考虑以下示例。我不完全理解在“后台”发生了什么,并寻求解释。当我从主函数调用AddToEntry时,这个版本似乎会复制结构体Foo。对吗?我如何在代码中“证明”这一点?

当Go复制结构体时,我只是操作结构体的副本,当我回到main函数时,我看到的是原始的结构体,就像之前一样?

当我期望一个指针(请参见代码中的注释)时,一切都很好,我的结构体没有被复制。我如何避免这种“错误”?我如何确保我没有复制结构体?是否有可能在编译时/运行时进行检查,或者我必须小心处理?

package main

import (
	"fmt"
)

type Foo struct {
	Entry []string
}

func MakeFoo() Foo {
	a := Foo{}
	a.Entry = append(a.Entry, "first")
	return a
}

// 如果我将 (f Foo) 改为 (f *Foo),我会得到“期望”的结果
func (f Foo) AddToEntry() {
	f.Entry = append(f.Entry, "second")
}

func main() {
	f := MakeFoo()
	fmt.Println(f) // {[first]}
	f.AddToEntry()
	fmt.Println(f) // {[first]}
}
英文:

Consider the following example. I don't fully understand what happens "in the background" and seek an explanation. This version seems to make a copy of the struct Foo when I call AddToEntry from the main function. Right? How can I "proof" this in the code?

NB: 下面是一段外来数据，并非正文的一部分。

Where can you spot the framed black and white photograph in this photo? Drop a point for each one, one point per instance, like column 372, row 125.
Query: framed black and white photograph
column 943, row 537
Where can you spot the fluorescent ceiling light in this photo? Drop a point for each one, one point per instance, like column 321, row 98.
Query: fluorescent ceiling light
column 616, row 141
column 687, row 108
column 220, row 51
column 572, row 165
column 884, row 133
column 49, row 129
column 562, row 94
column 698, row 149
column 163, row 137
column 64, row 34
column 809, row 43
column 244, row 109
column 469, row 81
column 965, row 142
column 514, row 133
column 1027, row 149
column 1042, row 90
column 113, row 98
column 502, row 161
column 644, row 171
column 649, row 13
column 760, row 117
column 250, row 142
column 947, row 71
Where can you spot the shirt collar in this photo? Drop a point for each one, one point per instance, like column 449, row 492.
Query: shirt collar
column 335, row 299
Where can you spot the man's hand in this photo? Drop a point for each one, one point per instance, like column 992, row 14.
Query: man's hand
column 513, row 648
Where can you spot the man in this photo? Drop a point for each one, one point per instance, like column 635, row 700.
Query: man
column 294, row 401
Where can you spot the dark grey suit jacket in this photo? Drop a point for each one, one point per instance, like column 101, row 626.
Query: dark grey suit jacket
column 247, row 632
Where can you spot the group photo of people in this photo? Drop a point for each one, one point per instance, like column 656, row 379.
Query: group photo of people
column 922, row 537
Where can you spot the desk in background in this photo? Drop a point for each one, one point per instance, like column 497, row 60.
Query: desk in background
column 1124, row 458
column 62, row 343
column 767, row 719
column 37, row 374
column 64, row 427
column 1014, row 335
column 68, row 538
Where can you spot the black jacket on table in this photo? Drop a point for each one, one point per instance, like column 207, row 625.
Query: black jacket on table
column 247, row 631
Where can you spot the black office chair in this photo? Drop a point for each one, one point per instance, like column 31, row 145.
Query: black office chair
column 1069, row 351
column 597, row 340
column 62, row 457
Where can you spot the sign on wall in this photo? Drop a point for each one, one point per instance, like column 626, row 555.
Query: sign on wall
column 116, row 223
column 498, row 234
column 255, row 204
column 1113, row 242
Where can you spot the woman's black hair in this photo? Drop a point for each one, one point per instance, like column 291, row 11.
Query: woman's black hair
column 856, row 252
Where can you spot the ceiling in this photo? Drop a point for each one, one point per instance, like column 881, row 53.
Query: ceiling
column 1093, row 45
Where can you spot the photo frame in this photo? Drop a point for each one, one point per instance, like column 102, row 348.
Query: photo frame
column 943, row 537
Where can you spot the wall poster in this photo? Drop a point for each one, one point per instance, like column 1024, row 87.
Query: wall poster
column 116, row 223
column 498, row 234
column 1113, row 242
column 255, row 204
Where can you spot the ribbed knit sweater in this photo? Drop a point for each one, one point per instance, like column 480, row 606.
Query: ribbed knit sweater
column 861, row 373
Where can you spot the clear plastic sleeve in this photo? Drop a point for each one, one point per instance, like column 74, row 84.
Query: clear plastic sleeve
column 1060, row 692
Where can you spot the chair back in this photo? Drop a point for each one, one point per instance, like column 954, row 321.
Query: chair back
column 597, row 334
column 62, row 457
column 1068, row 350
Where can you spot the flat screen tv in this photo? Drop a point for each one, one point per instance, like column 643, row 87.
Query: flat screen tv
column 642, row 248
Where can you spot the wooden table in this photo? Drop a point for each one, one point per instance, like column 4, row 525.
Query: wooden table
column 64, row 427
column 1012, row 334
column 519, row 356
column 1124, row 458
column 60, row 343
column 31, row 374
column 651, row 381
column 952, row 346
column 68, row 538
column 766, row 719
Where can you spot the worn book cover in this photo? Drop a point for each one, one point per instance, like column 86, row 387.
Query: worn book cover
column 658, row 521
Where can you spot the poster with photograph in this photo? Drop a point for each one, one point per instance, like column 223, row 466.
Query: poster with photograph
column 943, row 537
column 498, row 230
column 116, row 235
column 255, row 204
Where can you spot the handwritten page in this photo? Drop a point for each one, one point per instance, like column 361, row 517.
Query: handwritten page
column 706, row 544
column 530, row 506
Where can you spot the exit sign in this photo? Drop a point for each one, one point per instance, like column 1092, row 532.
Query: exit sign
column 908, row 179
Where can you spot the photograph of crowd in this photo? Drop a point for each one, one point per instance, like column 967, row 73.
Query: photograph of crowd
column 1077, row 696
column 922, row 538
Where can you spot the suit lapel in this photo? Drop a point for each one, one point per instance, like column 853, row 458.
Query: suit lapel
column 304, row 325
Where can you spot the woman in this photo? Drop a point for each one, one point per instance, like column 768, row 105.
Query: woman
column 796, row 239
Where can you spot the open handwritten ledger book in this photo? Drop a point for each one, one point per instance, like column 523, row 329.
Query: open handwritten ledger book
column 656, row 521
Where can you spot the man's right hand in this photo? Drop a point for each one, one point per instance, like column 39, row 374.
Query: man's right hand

When go makes a copy of the struct, I am just manipulating the copy of the struct and when I get back to the main function I see the original as before?

When I expect a pointer (see comment in the code), everything is fine, my struct is not copied. How can avoid this kind of "error"? How can I make sure I am not copying the struct? Is there a possible compile time/run time check for that, or do I have be careful?

package main

import (
	"fmt"
)

type Foo struct {
	Entry []string
}

func MakeFoo() Foo {
	a:=Foo{}
	a.Entry = append(a.Entry,"first")
	return a
}

// if I change (f Foo) to (f *Foo), I get 
// the "desired" result
func (f Foo) AddToEntry() {
	f.Entry = append(f.Entry,"second")
}


func main() {
	f:=MakeFoo()
	fmt.Println(f) // {[first]}
	f.AddToEntry()
	fmt.Println(f) // {[first]}
}

答案1

得分: 8

你的方法签名是 func (f Foo) AddToEntry()。方法的工作方式是,f.AddToEntry() 等同于:

g := Foo.AddToEntry
g(f)

接收器只是另一个参数。为什么这很重要?当你将一个结构体传递给函数并在函数中修改它时会发生什么?在 C、Go 和其他按值传递的语言中,作为参数传递的结构体只是一个副本。因此,你无法修改原始结构体,只能返回新的结构体。

当你定义 func (f *Foo) AddToEntry() 时,你将接收器(第一个参数)定义为指针。显然,给定一个指针,你可以修改原始结构体。隐藏的是,当你在 Go 中访问一个结构体时,你其实是在隐式引用它。换句话说,在 Go 中,(*ptrFoo).EntryptrFoo.Entry 是相同的。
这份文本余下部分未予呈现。